To our knowledge, this is the first study conducted in children that addresses the relationships between HBI and anthropometric measures. The limited available research on this subject especially among children, due to the high prevalence of SSB consumption, and large sample size outline a few principle strengths of our current findings. First, the cross-sectional design of the study prevents us to draw conclusive associations between HBI and anthropometric status. Therefore, prospective studies are needed to evaluate these associations over longer periods. Second, since our study only included girls, we were not able to extrapolate our findings to both sexes. Third, in this study, dietary intake was assessed by taking FFQ from parents, which might lead to under- or over-reporting of food intake.

In conclusion, the findings of this study showed that HBI was positively associated with wasting and underweight/wasting, however, was not associated with other anthropometric measures. Also, this study showed that high-fat milk consumption was inversely associated with wasting. Future prospective studies are required to evaluate the association between HBI and anthropometric status in both genders, to characterize gender differences in the long period.

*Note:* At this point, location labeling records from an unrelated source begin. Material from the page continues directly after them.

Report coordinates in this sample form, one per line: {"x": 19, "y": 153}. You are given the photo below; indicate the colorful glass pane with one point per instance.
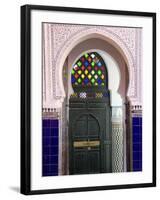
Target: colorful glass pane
{"x": 89, "y": 70}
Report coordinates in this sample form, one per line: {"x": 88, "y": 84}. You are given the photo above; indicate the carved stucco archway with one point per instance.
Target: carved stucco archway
{"x": 107, "y": 35}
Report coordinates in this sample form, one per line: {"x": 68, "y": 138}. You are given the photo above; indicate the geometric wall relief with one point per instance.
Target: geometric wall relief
{"x": 61, "y": 38}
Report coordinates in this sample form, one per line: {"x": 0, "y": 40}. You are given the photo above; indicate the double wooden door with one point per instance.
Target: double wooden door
{"x": 90, "y": 141}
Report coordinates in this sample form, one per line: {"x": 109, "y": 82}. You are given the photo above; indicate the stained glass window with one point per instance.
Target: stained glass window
{"x": 89, "y": 70}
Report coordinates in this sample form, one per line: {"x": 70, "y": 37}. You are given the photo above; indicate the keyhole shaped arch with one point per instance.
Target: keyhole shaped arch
{"x": 82, "y": 36}
{"x": 112, "y": 69}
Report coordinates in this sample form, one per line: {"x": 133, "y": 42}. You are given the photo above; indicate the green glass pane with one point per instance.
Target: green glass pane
{"x": 79, "y": 80}
{"x": 99, "y": 72}
{"x": 93, "y": 64}
{"x": 79, "y": 63}
{"x": 73, "y": 71}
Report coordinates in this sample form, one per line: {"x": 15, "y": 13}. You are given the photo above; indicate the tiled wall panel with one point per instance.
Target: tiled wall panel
{"x": 50, "y": 147}
{"x": 137, "y": 143}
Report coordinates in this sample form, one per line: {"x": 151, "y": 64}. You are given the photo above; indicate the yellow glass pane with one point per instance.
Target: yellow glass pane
{"x": 86, "y": 71}
{"x": 82, "y": 76}
{"x": 79, "y": 72}
{"x": 89, "y": 76}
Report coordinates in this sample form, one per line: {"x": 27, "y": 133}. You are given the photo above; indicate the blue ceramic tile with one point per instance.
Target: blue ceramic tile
{"x": 54, "y": 159}
{"x": 137, "y": 169}
{"x": 137, "y": 138}
{"x": 46, "y": 123}
{"x": 46, "y": 150}
{"x": 54, "y": 150}
{"x": 54, "y": 132}
{"x": 54, "y": 168}
{"x": 137, "y": 164}
{"x": 137, "y": 147}
{"x": 46, "y": 131}
{"x": 46, "y": 169}
{"x": 54, "y": 123}
{"x": 137, "y": 155}
{"x": 140, "y": 120}
{"x": 50, "y": 147}
{"x": 54, "y": 141}
{"x": 50, "y": 174}
{"x": 46, "y": 141}
{"x": 135, "y": 120}
{"x": 140, "y": 129}
{"x": 46, "y": 160}
{"x": 136, "y": 129}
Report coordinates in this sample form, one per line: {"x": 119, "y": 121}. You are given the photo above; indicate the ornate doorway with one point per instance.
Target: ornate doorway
{"x": 89, "y": 117}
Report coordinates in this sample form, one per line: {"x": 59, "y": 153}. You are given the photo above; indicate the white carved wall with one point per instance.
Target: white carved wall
{"x": 59, "y": 40}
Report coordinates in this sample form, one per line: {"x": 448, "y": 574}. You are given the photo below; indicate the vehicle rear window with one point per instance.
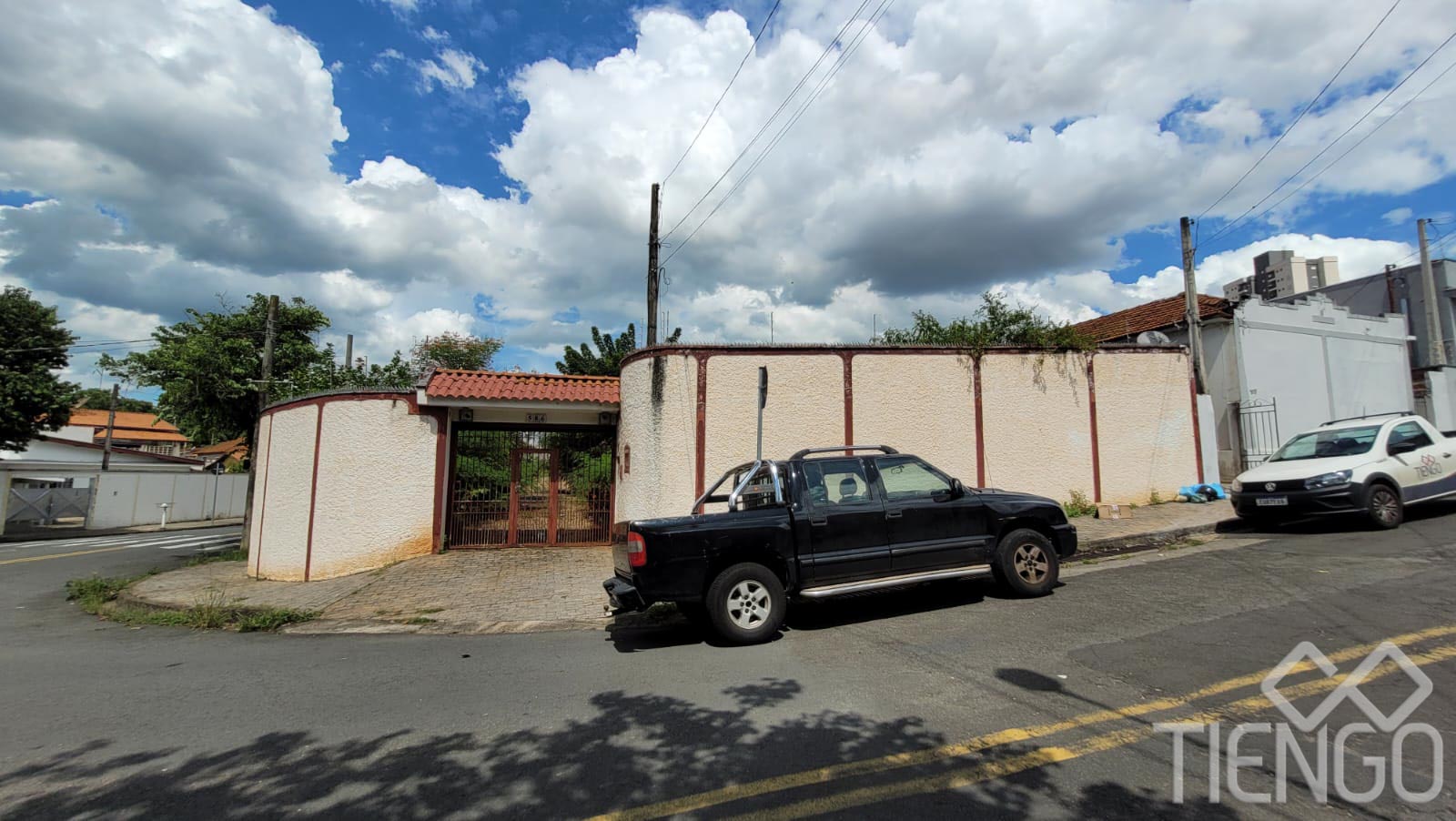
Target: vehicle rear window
{"x": 1321, "y": 444}
{"x": 836, "y": 482}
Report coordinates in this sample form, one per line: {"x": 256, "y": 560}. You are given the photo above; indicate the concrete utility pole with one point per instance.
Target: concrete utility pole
{"x": 111, "y": 425}
{"x": 652, "y": 271}
{"x": 269, "y": 334}
{"x": 1433, "y": 318}
{"x": 1191, "y": 308}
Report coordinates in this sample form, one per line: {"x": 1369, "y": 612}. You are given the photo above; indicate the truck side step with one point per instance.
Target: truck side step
{"x": 970, "y": 571}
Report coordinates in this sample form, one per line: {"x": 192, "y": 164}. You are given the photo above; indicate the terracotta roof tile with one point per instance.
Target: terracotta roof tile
{"x": 1149, "y": 316}
{"x": 521, "y": 386}
{"x": 124, "y": 420}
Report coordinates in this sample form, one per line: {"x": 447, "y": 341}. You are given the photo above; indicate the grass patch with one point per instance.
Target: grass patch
{"x": 94, "y": 593}
{"x": 233, "y": 555}
{"x": 98, "y": 595}
{"x": 1079, "y": 505}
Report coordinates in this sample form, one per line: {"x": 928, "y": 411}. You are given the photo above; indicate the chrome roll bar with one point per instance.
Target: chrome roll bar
{"x": 752, "y": 468}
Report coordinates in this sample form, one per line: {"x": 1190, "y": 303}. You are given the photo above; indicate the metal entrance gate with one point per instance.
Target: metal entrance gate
{"x": 1259, "y": 432}
{"x": 539, "y": 488}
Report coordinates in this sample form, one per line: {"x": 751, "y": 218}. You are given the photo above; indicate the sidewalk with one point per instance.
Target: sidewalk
{"x": 524, "y": 590}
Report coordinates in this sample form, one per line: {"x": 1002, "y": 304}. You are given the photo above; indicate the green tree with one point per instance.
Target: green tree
{"x": 329, "y": 374}
{"x": 33, "y": 398}
{"x": 210, "y": 364}
{"x": 996, "y": 322}
{"x": 608, "y": 359}
{"x": 456, "y": 351}
{"x": 99, "y": 400}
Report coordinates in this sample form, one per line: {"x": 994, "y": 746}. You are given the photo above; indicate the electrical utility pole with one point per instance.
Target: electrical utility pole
{"x": 1191, "y": 308}
{"x": 111, "y": 425}
{"x": 269, "y": 334}
{"x": 1433, "y": 318}
{"x": 652, "y": 271}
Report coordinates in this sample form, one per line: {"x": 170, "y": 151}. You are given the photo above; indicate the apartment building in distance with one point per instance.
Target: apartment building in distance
{"x": 1281, "y": 274}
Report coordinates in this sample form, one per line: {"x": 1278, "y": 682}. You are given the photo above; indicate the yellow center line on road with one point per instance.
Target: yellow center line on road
{"x": 822, "y": 775}
{"x": 67, "y": 555}
{"x": 1043, "y": 755}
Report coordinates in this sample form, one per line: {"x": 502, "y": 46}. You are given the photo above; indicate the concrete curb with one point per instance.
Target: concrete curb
{"x": 1149, "y": 541}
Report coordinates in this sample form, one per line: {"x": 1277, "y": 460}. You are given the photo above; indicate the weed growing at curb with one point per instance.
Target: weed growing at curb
{"x": 1079, "y": 505}
{"x": 235, "y": 555}
{"x": 98, "y": 595}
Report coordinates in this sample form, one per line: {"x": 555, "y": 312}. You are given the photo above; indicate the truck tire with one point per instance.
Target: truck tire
{"x": 1383, "y": 507}
{"x": 746, "y": 604}
{"x": 1026, "y": 563}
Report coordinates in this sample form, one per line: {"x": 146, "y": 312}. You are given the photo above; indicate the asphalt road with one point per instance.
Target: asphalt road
{"x": 939, "y": 701}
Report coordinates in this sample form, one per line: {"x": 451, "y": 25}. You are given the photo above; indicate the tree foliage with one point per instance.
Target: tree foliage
{"x": 611, "y": 351}
{"x": 459, "y": 351}
{"x": 99, "y": 400}
{"x": 210, "y": 364}
{"x": 996, "y": 322}
{"x": 33, "y": 398}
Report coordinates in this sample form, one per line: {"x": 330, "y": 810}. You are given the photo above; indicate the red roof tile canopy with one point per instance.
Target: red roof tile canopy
{"x": 1150, "y": 316}
{"x": 521, "y": 388}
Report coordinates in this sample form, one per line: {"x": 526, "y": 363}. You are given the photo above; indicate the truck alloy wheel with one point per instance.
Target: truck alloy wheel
{"x": 1385, "y": 507}
{"x": 746, "y": 603}
{"x": 1026, "y": 563}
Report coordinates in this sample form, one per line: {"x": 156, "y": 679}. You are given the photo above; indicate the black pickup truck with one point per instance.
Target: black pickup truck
{"x": 829, "y": 522}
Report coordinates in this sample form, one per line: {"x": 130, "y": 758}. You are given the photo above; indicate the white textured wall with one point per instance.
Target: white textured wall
{"x": 259, "y": 461}
{"x": 376, "y": 495}
{"x": 1145, "y": 425}
{"x": 283, "y": 508}
{"x": 1037, "y": 427}
{"x": 919, "y": 403}
{"x": 662, "y": 435}
{"x": 805, "y": 407}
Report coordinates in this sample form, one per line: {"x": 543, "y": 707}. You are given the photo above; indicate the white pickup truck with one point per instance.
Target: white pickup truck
{"x": 1370, "y": 464}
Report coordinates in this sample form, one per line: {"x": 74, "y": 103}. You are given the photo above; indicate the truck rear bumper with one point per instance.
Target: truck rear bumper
{"x": 623, "y": 597}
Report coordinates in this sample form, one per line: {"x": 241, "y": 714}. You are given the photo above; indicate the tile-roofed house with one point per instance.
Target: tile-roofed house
{"x": 131, "y": 430}
{"x": 521, "y": 386}
{"x": 1126, "y": 325}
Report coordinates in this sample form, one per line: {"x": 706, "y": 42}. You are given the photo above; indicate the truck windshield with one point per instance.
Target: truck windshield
{"x": 1320, "y": 444}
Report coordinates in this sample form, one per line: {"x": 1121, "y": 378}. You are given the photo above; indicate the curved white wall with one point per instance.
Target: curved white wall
{"x": 346, "y": 492}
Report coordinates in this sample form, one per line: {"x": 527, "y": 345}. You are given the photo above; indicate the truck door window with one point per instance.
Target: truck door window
{"x": 907, "y": 478}
{"x": 836, "y": 482}
{"x": 1409, "y": 432}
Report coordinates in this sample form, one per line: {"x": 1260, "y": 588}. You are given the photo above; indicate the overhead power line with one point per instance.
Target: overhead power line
{"x": 772, "y": 117}
{"x": 1332, "y": 143}
{"x": 706, "y": 119}
{"x": 1290, "y": 127}
{"x": 819, "y": 89}
{"x": 1332, "y": 163}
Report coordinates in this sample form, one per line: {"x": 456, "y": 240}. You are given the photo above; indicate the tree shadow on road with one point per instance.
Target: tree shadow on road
{"x": 628, "y": 750}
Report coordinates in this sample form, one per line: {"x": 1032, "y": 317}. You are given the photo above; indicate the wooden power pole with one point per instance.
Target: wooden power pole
{"x": 652, "y": 271}
{"x": 1191, "y": 308}
{"x": 111, "y": 425}
{"x": 1433, "y": 318}
{"x": 269, "y": 334}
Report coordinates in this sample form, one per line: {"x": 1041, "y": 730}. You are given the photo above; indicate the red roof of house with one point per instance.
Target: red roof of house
{"x": 521, "y": 386}
{"x": 1150, "y": 316}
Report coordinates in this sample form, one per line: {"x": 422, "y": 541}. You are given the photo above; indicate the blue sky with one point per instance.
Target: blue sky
{"x": 417, "y": 167}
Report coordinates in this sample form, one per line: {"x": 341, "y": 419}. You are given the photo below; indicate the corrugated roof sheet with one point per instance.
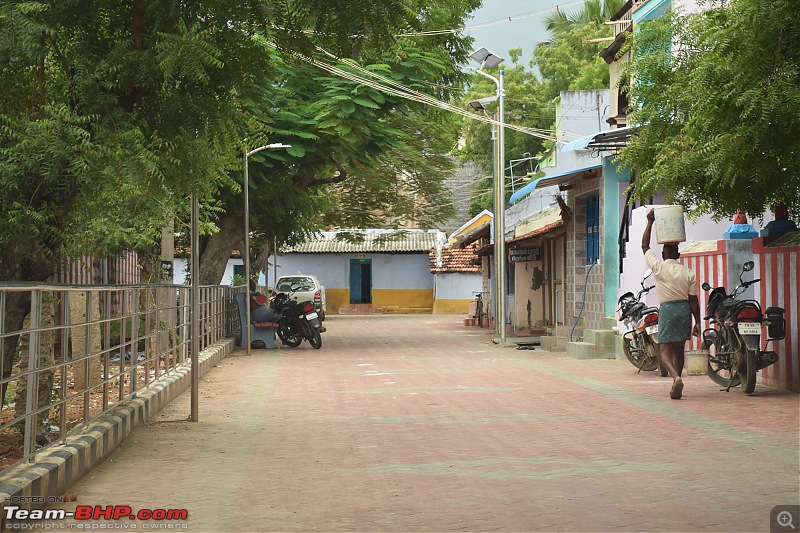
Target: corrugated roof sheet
{"x": 456, "y": 259}
{"x": 788, "y": 239}
{"x": 370, "y": 241}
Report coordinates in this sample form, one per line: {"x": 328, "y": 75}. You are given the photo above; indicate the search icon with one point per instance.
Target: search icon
{"x": 785, "y": 519}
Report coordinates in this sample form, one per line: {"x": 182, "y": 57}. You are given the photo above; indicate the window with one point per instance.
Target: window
{"x": 592, "y": 229}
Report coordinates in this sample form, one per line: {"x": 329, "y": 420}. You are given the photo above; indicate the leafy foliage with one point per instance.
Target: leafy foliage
{"x": 113, "y": 114}
{"x": 721, "y": 109}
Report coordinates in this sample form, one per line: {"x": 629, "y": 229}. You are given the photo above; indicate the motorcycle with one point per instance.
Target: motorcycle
{"x": 736, "y": 333}
{"x": 640, "y": 340}
{"x": 297, "y": 321}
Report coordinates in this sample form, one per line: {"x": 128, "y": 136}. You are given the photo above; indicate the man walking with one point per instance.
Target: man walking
{"x": 676, "y": 287}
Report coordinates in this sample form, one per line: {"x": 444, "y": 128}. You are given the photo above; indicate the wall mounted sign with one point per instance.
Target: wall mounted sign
{"x": 526, "y": 254}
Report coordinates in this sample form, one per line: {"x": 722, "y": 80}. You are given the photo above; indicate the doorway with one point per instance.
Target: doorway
{"x": 361, "y": 281}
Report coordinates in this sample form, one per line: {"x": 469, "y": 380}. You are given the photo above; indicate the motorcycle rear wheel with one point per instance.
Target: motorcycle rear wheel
{"x": 315, "y": 339}
{"x": 721, "y": 372}
{"x": 635, "y": 354}
{"x": 290, "y": 339}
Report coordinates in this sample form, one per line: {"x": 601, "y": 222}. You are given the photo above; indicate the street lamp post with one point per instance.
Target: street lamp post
{"x": 247, "y": 232}
{"x": 488, "y": 59}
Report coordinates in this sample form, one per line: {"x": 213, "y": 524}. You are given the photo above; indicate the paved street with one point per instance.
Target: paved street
{"x": 417, "y": 423}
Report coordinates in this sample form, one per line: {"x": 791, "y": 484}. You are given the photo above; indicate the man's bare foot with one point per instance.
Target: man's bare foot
{"x": 677, "y": 389}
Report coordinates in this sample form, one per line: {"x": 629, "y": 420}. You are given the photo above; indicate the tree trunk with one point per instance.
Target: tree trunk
{"x": 214, "y": 257}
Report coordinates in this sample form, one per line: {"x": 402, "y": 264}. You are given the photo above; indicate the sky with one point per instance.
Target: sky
{"x": 525, "y": 29}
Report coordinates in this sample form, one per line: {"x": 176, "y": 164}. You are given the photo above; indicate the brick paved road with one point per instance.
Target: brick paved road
{"x": 416, "y": 423}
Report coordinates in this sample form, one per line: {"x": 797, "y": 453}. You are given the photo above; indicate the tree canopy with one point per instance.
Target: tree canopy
{"x": 720, "y": 109}
{"x": 112, "y": 114}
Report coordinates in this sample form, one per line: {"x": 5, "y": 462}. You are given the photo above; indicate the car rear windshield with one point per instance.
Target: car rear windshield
{"x": 296, "y": 284}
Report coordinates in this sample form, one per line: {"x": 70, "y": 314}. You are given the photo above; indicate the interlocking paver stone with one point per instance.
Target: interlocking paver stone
{"x": 417, "y": 423}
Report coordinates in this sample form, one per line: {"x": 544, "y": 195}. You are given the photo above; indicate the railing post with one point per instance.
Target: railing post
{"x": 32, "y": 376}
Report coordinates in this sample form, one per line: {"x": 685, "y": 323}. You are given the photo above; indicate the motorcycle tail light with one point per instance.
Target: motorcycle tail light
{"x": 748, "y": 313}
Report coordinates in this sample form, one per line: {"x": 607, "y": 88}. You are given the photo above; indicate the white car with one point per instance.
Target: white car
{"x": 303, "y": 287}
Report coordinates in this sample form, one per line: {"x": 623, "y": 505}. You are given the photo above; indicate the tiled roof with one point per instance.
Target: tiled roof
{"x": 456, "y": 259}
{"x": 368, "y": 241}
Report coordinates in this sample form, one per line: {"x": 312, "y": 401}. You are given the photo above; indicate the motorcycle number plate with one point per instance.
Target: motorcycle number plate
{"x": 749, "y": 328}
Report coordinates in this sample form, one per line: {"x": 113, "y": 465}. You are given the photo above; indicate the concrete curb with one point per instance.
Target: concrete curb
{"x": 58, "y": 467}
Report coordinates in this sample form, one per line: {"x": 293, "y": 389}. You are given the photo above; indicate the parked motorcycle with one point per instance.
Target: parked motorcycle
{"x": 735, "y": 335}
{"x": 640, "y": 340}
{"x": 297, "y": 321}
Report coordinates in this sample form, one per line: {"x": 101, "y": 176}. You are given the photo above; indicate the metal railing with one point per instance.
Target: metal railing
{"x": 70, "y": 353}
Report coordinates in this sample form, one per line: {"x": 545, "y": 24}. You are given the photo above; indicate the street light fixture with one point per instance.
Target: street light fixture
{"x": 488, "y": 59}
{"x": 247, "y": 232}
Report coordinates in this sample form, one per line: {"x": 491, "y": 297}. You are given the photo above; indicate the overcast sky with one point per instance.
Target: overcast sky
{"x": 525, "y": 29}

What is already known on this subject?

To date, several studies investigated the associations between specific beverages intake and risk of cardiovascular diseases and abnormal growth status among children with inconclusive results. Also, few studies performed on the associations between healthy and unhealthy beverages pattern and risk of diseases in this population. However, there is no study investigating the associations between the HBI, as a more comprehensive beverage index including approximately all of the healthy beverages in a diet, and growth status and obesity among this vulnerable group.

What does this study add?

Based on the results of the studies in adult population, it seems that higher adherence to the HBI is associated with more favorable metabolic profiles. However, our results showed that higher adherence to this index might be harmful for the children population because of potential nutrient deficiency following adherence to index that might lead to abnormal growth status in children. Therefore, it seems that the application of this dietary recommendation should be encouraged with caution in this population.